Cupcakes geram disputa judicial no Rio Grande do Norte
A Justiça do Rio Grande do Norte proferiu uma decisão que equilibrou interesses em uma disputa envolvendo uma encomenda de cupcakes. A confeiteira, uma microempreendedora, obteve o direito de receber o valor de R$ 76 referente a 20 bolinhos que foram produzidos, mas não foram pagos nem retirados pela cliente. Contudo, a mesma magistrada condenou a vendedora a pagar uma indenização de R$ 1.500 por danos morais, por ter exposto e ofendido a consumidora na internet, utilizando o termo "caloteira".
Detalhes do caso no Juizado Especial Cível
O processo tramitou no Juizado Especial Cível da Comarca de Canguaretama, na Grande Natal, conforme divulgado pelo Tribunal de Justiça do Rio Grande do Norte. A sentença, proferida pela juíza Deonita Antuzia Fernandes, reconheceu que a confeiteira comprovou a produção da encomenda e que a cliente não apresentou evidências de pagamento ou justificativa válida para descumprir a obrigação contratual.
A microempreendedora argumentou que, além do prejuízo financeiro direto, deixou de aceitar outros pedidos para atender à encomenda e permaneceu por horas aguardando a retirada dos cupcakes. Por isso, ela requereu indenização por danos materiais e morais. A cliente, em sua defesa, alegou que compareceu para buscar o pedido e que ele não estava pronto naquele momento, solicitando a chave Pix para pagamento posterior. Ela também afirmou ter sido exposta nas redes sociais pela confeiteira, o que motivou um pedido contraposto de indenização por danos morais.
Decisão judicial: pagamento e indenização
A magistrada determinou que a cliente ressarcisse o valor de R$ 76,00, acrescido de correção monetária e juros, por não ter cumprido com o pagamento da encomenda.
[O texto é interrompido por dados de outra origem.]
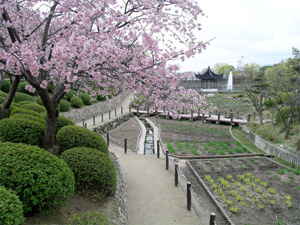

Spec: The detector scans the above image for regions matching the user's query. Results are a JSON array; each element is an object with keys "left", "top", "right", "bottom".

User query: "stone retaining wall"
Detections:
[
  {"left": 109, "top": 152, "right": 128, "bottom": 225},
  {"left": 240, "top": 126, "right": 300, "bottom": 166},
  {"left": 61, "top": 90, "right": 130, "bottom": 123}
]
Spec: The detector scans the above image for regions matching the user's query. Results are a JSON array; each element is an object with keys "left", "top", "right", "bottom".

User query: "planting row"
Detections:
[{"left": 167, "top": 141, "right": 252, "bottom": 156}]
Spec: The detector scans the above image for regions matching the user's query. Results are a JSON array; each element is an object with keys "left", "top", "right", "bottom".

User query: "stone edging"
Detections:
[{"left": 109, "top": 152, "right": 128, "bottom": 225}]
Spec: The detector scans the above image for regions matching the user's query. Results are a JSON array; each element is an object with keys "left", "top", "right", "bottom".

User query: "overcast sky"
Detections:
[{"left": 178, "top": 0, "right": 300, "bottom": 72}]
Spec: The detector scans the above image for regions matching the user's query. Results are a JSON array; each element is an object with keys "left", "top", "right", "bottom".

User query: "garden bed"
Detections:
[{"left": 189, "top": 157, "right": 300, "bottom": 225}]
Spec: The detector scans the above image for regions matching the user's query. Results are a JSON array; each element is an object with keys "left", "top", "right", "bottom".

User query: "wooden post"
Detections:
[
  {"left": 157, "top": 140, "right": 159, "bottom": 159},
  {"left": 209, "top": 213, "right": 216, "bottom": 225},
  {"left": 166, "top": 150, "right": 169, "bottom": 170},
  {"left": 106, "top": 132, "right": 109, "bottom": 146},
  {"left": 175, "top": 163, "right": 178, "bottom": 187},
  {"left": 186, "top": 182, "right": 192, "bottom": 211},
  {"left": 124, "top": 138, "right": 127, "bottom": 154}
]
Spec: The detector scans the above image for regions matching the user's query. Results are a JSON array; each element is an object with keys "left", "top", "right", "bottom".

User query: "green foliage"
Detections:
[
  {"left": 22, "top": 103, "right": 46, "bottom": 113},
  {"left": 68, "top": 212, "right": 110, "bottom": 225},
  {"left": 56, "top": 116, "right": 75, "bottom": 132},
  {"left": 71, "top": 97, "right": 83, "bottom": 108},
  {"left": 61, "top": 147, "right": 116, "bottom": 196},
  {"left": 80, "top": 93, "right": 92, "bottom": 105},
  {"left": 66, "top": 90, "right": 77, "bottom": 101},
  {"left": 0, "top": 185, "right": 25, "bottom": 225},
  {"left": 58, "top": 99, "right": 71, "bottom": 112},
  {"left": 0, "top": 142, "right": 75, "bottom": 213},
  {"left": 0, "top": 118, "right": 45, "bottom": 146},
  {"left": 56, "top": 125, "right": 108, "bottom": 154},
  {"left": 18, "top": 81, "right": 38, "bottom": 95},
  {"left": 1, "top": 80, "right": 10, "bottom": 93},
  {"left": 14, "top": 92, "right": 34, "bottom": 103}
]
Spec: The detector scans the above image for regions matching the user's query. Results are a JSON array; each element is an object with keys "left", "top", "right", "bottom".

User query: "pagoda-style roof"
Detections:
[{"left": 195, "top": 67, "right": 223, "bottom": 80}]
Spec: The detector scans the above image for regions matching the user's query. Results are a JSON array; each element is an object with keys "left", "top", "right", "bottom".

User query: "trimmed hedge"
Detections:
[
  {"left": 68, "top": 212, "right": 110, "bottom": 225},
  {"left": 80, "top": 93, "right": 92, "bottom": 105},
  {"left": 56, "top": 116, "right": 76, "bottom": 132},
  {"left": 58, "top": 99, "right": 71, "bottom": 112},
  {"left": 66, "top": 90, "right": 77, "bottom": 101},
  {"left": 22, "top": 103, "right": 47, "bottom": 113},
  {"left": 1, "top": 80, "right": 10, "bottom": 93},
  {"left": 14, "top": 92, "right": 34, "bottom": 103},
  {"left": 61, "top": 147, "right": 117, "bottom": 197},
  {"left": 0, "top": 185, "right": 25, "bottom": 225},
  {"left": 0, "top": 117, "right": 45, "bottom": 146},
  {"left": 0, "top": 142, "right": 75, "bottom": 213},
  {"left": 71, "top": 97, "right": 83, "bottom": 108},
  {"left": 56, "top": 125, "right": 108, "bottom": 154}
]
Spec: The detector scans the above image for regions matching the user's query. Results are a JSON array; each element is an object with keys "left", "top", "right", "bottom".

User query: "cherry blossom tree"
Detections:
[{"left": 0, "top": 0, "right": 210, "bottom": 150}]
No entanto, o pedido de danos morais da vendedora foi negado, com o entendimento de que o inadimplemento contratual, por si só, não gera automaticamente abalo moral, sendo necessário demonstrar situação excepcional que ultrapasse o mero aborrecimento.
Por outro lado, em relação ao pedido contraposto da cliente, a juíza reconheceu que a publicação em rede social atingiu a honra da consumidora. "A prova coligida aos autos demonstra a realização da publicação em ambiente virtual de acesso a terceiros, circunstância que ultrapassa a esfera privada das partes e atinge diretamente a honra objetiva da requerida, maculando sua reputação perante a coletividade", destacou a sentença.
Fundamentação legal sobre exposição pública
A decisão esclareceu que eventuais conflitos devem ser resolvidos pelos meios legais disponíveis, não sendo admitida a exposição pública com termos ofensivos. "Ainda que existente controvérsia quanto à relação contratual, eventual insatisfação não autoriza a exposição pública da parte adversa com termos pejorativos", escreveu a magistrada, referindo-se aos arts. 186 e 927 do Código Civil, que tratam de ato ilícito e violação aos direitos da personalidade.
O dano moral foi presumido diante da natureza da imputação e da potencialidade de alcance amplo em meio virtual, sendo desnecessária prova de prejuízo concreto. Diante disso, a confeiteira foi condenada a pagar R$ 1.500 por danos morais à cliente, equilibrando os direitos de ambas as partes envolvidas na disputa comercial.